Diffusion behavioral cloning + DSRL-style RL fine-tuning on Robomimic.
A diffusion policy is first trained with BC on demonstrations, then refined by SAC operating in the diffusion policy's noise space (Diffusion Steering RL). The frozen diffusion model maps SAC's noise vectors w to environment actions via DDIM, so RL learns to steer an already-good prior instead of learning control from scratch.
Diffusion BC alone:
| Task | Success rate |
|---|---|
| Lift | 98% |
| Can | 96% |
| Square | 82% |
Evaluated over 20 episodes per task with DDIM (10 steps), pred_horizon=4.

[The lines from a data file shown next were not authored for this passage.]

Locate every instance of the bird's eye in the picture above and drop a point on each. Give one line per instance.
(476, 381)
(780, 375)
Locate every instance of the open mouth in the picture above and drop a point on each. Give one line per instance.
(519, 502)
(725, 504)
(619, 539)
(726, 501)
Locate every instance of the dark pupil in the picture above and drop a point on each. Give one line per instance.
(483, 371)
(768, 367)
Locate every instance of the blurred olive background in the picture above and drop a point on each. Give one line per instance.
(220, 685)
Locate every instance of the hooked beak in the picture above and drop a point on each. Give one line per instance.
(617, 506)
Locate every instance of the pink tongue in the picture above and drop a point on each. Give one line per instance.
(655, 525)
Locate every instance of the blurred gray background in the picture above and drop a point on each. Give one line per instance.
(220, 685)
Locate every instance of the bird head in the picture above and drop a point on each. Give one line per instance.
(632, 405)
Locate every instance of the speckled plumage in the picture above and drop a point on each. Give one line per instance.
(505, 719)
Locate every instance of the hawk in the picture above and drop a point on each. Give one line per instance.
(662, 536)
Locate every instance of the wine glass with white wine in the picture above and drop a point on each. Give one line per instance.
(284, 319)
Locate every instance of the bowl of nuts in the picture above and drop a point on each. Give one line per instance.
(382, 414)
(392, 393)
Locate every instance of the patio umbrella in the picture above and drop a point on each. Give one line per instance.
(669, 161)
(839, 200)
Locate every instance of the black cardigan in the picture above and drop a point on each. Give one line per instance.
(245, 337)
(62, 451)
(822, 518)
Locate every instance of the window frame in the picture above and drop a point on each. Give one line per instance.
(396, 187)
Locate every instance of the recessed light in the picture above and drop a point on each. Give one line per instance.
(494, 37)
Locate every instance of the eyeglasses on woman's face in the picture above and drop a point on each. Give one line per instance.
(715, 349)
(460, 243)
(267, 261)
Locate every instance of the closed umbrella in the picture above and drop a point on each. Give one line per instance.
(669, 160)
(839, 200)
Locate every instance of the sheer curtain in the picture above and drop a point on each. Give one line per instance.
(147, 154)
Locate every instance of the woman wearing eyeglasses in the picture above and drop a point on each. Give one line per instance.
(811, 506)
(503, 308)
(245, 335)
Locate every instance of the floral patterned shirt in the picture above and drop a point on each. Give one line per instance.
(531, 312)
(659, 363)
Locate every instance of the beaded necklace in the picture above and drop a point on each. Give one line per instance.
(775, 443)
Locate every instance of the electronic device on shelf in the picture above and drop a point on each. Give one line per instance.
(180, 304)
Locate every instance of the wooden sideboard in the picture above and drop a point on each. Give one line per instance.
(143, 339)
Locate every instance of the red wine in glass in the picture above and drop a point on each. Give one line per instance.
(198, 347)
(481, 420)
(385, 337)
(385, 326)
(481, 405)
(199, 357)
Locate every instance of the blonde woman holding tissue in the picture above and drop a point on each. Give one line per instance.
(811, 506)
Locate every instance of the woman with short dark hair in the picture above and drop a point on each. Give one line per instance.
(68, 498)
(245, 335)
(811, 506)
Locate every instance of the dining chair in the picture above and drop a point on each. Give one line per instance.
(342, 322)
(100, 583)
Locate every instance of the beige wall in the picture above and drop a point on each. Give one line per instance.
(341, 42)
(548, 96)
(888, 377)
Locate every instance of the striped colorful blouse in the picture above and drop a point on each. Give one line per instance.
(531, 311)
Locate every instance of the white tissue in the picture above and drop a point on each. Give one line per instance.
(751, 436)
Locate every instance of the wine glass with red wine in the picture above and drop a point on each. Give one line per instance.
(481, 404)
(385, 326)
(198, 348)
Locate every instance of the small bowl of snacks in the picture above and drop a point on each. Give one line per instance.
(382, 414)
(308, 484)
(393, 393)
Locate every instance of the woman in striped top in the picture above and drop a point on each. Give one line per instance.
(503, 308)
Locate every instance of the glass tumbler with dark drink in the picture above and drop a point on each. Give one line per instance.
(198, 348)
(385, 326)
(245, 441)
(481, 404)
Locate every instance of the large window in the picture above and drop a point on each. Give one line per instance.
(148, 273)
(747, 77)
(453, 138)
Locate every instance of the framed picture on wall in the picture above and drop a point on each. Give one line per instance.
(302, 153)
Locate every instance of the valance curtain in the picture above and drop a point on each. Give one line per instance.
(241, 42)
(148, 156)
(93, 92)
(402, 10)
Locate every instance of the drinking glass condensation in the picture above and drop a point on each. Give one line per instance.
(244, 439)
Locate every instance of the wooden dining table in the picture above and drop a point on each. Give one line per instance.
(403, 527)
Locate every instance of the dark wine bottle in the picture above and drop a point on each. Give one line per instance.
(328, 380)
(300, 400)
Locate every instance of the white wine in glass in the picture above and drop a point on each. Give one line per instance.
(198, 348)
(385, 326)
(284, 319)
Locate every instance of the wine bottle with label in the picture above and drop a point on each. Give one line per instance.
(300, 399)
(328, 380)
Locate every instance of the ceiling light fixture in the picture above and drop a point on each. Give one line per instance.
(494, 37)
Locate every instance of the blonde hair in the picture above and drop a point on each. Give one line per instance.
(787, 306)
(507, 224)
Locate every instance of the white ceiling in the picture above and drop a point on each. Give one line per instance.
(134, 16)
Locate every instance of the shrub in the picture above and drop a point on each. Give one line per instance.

Sample rollouts in videos/:
| Lift | Can | Square |
|---|---|---|
| ep01 / ep03 | ep01 / ep02 / ep03 | ep01 / ep02 / ep03 |
config/ per-task BC + DSRL hyperparameters
data/ Robomimic hdf5 loader and min-max normalizer
model/ diffusion policy (MLP epsilon predictor, EMA, DDIM sampler)

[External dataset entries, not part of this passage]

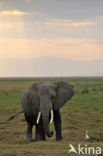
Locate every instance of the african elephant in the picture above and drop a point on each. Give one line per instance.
(41, 105)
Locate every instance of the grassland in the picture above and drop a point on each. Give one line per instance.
(83, 112)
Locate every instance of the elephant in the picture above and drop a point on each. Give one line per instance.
(41, 105)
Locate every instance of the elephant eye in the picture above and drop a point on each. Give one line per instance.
(52, 97)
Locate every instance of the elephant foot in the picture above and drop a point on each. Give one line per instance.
(30, 139)
(59, 138)
(40, 138)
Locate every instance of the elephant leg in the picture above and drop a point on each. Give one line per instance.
(29, 131)
(57, 124)
(39, 133)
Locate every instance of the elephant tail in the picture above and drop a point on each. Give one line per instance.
(13, 116)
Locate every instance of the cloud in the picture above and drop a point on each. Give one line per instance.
(14, 12)
(75, 49)
(53, 22)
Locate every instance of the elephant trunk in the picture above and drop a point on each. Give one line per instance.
(45, 121)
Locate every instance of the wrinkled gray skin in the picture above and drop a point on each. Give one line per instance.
(44, 97)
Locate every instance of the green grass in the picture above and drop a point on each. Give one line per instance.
(83, 112)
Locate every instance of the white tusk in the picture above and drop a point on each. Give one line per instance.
(38, 118)
(51, 120)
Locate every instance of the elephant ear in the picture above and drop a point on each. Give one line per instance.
(64, 92)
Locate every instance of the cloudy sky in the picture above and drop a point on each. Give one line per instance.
(70, 29)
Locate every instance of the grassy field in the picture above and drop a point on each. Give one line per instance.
(83, 112)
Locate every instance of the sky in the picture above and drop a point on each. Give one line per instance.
(71, 29)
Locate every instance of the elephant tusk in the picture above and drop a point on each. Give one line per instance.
(51, 120)
(38, 118)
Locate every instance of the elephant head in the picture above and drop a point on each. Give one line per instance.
(47, 97)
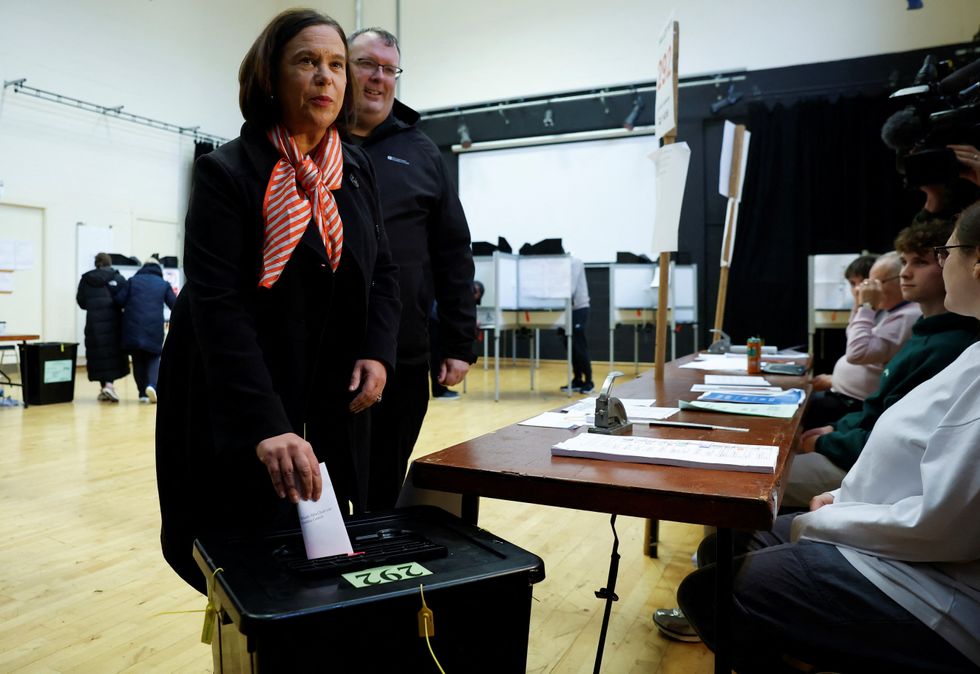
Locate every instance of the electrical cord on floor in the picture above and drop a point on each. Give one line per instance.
(427, 627)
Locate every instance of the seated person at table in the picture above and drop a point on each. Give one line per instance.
(881, 320)
(938, 338)
(884, 573)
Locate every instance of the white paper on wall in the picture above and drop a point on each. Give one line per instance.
(672, 162)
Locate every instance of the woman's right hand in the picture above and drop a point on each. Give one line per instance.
(292, 466)
(822, 382)
(820, 500)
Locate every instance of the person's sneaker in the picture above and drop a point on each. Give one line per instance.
(447, 395)
(673, 625)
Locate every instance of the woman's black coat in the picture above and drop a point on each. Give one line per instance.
(104, 357)
(243, 363)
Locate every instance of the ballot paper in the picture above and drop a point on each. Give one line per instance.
(735, 380)
(719, 362)
(793, 396)
(670, 452)
(776, 411)
(702, 388)
(324, 533)
(555, 420)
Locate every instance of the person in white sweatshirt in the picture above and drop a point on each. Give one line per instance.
(883, 574)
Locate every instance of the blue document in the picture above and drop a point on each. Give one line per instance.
(793, 396)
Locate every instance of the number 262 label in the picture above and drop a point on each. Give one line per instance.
(386, 574)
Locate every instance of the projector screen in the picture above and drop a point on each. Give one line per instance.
(596, 196)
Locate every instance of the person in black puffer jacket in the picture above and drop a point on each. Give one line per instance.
(104, 356)
(143, 299)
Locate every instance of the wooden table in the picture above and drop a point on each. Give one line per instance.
(515, 463)
(23, 339)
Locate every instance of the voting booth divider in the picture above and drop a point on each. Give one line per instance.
(524, 291)
(633, 300)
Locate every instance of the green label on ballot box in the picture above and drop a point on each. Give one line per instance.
(386, 574)
(57, 371)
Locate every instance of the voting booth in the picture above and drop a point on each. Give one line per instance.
(278, 611)
(829, 303)
(633, 300)
(524, 291)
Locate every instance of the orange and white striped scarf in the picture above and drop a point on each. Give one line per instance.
(287, 211)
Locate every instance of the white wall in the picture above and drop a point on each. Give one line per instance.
(177, 61)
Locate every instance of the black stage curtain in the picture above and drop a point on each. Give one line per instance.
(202, 147)
(818, 180)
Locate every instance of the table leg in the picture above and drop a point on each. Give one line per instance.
(651, 537)
(496, 365)
(723, 600)
(532, 346)
(24, 374)
(609, 594)
(470, 508)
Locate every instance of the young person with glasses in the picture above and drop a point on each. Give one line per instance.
(883, 573)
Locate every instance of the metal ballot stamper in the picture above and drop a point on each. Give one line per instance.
(610, 415)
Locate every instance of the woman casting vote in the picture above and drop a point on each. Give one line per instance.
(286, 324)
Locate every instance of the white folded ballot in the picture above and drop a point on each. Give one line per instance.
(666, 452)
(324, 532)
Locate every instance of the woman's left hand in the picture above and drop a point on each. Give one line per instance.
(369, 376)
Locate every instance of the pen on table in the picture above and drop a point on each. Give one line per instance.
(690, 424)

wrappers/ DSRLEnvWrapper - exposes noise space to SB3 SAC
train_bc.py stage 1: BC pretraining of the diffusion policy
train_dsrl.py stage 2: SAC in noise space over the frozen diffusion policy
evaluate.py rollout the BC diffusion policy
record_eval.py same, with video recording
python train_bc.py \
--data_path datasets/lift/ph/low_dim_v141.hdf5 \
--save_dir checkpoints/bc/lift \
--task lift \
--pred_horizon 4 \
--diffusion_steps 100 \
--hidden_dims 1024 1024 1024 \
--epochs 3000
Per-task configs live in config/bc_{lift,can,square}.yaml. Checkpoints store the model, optimizer, EMA, both normalizers, observation keys, and the full arg dict so downstream stages can reconstruct everything.
Evaluate:
python evaluate.py --checkpoint checkpoints/bc/lift/state_3000.pt --n_episodes 20 --ddim_steps 10
SAC's action space becomes the diffusion noise vector w of shape pred_horizon * action_per_step. Each wrapper step denoises w into a chunk of pred_horizon env actions and executes them open-loop. The replay buffer is warm-started by rolling out the BC policy with w ~ N(0, I).
python train_dsrl.py \
--bc_checkpoint checkpoints/bc/lift/state_3000.pt \
--task lift \
--action_magnitude 1.0 \
--ddim_steps 10 \
--initial_steps 320000 \
--train_steps 100000 \
--utd 20
Best checkpoint by online success rate is written to checkpoints/dsrl/<task>/sac_best.zip.
- PyTorch (CUDA recommended)
- robosuite, robomimic
- stable-baselines3, gymnasium
- h5py, numpy
Datasets: standard Robomimic low_dim_v141.hdf5 files under datasets/<task>/ph/.